An emotionally-charged triumph from the Oldham Choral Society

Date published: 13 November 2018


Review by Stuart Ferguson

Oldham Choral Society Armistice Centenary Concert at the Royal Northern College of Music

Sir Karl Jenkins is now the most-performed living composer, according to recent surveys and a BBC documentary.

His Mass for Peace - ‘The Armed Man’ - must surely be responsible for this.

Oldham Choral Society made it their major piece in their magnificent Armistice Centenary Concert ‘On Land and Sea’, performed in the newly-refurbished Concert Hall of the Royal Northern College of Music in Manchester.

The work was commissioned by the Royal Armouries as part of its commemoration of the Millennium and was premiered at the Royal Albert Hall on April 25, 2000.

It has been performed over 1,500 times in 20 different countries since then.

Oldham Choral Society moved straight into it with a line of bass singers marching in to the performance area to the beat of the snare drum.

We were there: right at the start, when young men scrambled to join up and proudly fight for King and Country not knowing they would be blown to smithereens in their millions as the War To End All Wars stretched to four years, three months and fourteen days.

This was not just a concert; it was far more than that.

It was a virtuoso performance that took us on a rollercoaster of emotions not only in words and music, but in movement and feelings.

When the Muezzin from a local Mosque, Hafiz Mizan, recited the Call To Prayers there was absolute stillness in the hall.

This spellbinding moment locked us all together across races and religions and became a wailing dirge in supplication for man’s inhumanity to man.

Another moment that brought tears to some was when the entire choir turned away from the audience, as if in private grief, when the Last Post was sounded.

The choir produced clear, understated singing, which, correctly for the occasion, was subdued at times, but very sweet.

All was charged with emotion and remembrance.

Musical Director and Conductor Nigel P. Wilkinson, who has completed 20 years’ service in these capacities with Oldham Choral Society, successfully melded together the choristers and the musicians of the East Lancs Sinfonia Orchestra into a cohesive whole that resonated with the mood of the day.

This was a magnificent, majestic and soul-touching experience and a wonderful and right tribute to commemorate the Centenary of the 1918 Armistice.

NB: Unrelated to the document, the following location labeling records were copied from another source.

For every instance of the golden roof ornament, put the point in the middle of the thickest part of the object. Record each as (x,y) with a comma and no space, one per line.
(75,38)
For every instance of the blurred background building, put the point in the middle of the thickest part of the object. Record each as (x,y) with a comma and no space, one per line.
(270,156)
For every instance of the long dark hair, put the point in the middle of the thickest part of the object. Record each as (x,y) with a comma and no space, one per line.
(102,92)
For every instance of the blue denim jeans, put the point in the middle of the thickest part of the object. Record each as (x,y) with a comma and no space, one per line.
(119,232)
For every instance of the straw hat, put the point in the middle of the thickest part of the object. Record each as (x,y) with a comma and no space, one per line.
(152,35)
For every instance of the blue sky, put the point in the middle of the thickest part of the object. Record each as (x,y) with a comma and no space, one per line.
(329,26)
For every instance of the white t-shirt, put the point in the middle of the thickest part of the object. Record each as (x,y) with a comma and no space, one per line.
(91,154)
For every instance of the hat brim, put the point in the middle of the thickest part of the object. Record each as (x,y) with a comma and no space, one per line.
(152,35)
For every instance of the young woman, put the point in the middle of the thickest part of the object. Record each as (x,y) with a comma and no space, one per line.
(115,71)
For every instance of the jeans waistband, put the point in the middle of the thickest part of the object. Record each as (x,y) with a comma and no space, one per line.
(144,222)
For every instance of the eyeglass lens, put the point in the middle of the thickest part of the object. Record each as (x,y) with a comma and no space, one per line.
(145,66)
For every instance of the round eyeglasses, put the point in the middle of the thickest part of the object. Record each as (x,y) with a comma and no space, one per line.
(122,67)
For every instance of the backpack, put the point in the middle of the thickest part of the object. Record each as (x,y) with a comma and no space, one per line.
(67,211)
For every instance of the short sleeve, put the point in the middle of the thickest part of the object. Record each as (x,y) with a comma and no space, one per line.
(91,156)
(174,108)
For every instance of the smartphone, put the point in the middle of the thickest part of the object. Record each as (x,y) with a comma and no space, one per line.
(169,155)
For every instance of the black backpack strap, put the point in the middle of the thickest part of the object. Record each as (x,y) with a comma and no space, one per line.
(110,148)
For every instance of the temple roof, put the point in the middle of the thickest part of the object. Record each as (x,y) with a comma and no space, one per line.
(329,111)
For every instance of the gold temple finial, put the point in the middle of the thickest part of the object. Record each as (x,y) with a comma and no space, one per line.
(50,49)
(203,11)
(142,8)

The second half of the evening’s performance heard Bass Baritone, Dean Robinson, solo with the choir and orchestra in presenting Sir Charles Villiers Stanford’s, ‘Songs of the Fleet’, and Sir Henry Wood’s ‘Fantasia on British Sea Songs’ to a greatly appreciative audience.

These wonderful, evocative, set pieces lifted us from the horrors of war but in no way detracted from the major work of Jenkin’s ‘Armed Man’.

Ending with an unexpected encore of Parry’s ‘Jerusalem’, this Armistice Centenary Concert will certainly be remembered. It was a triumph!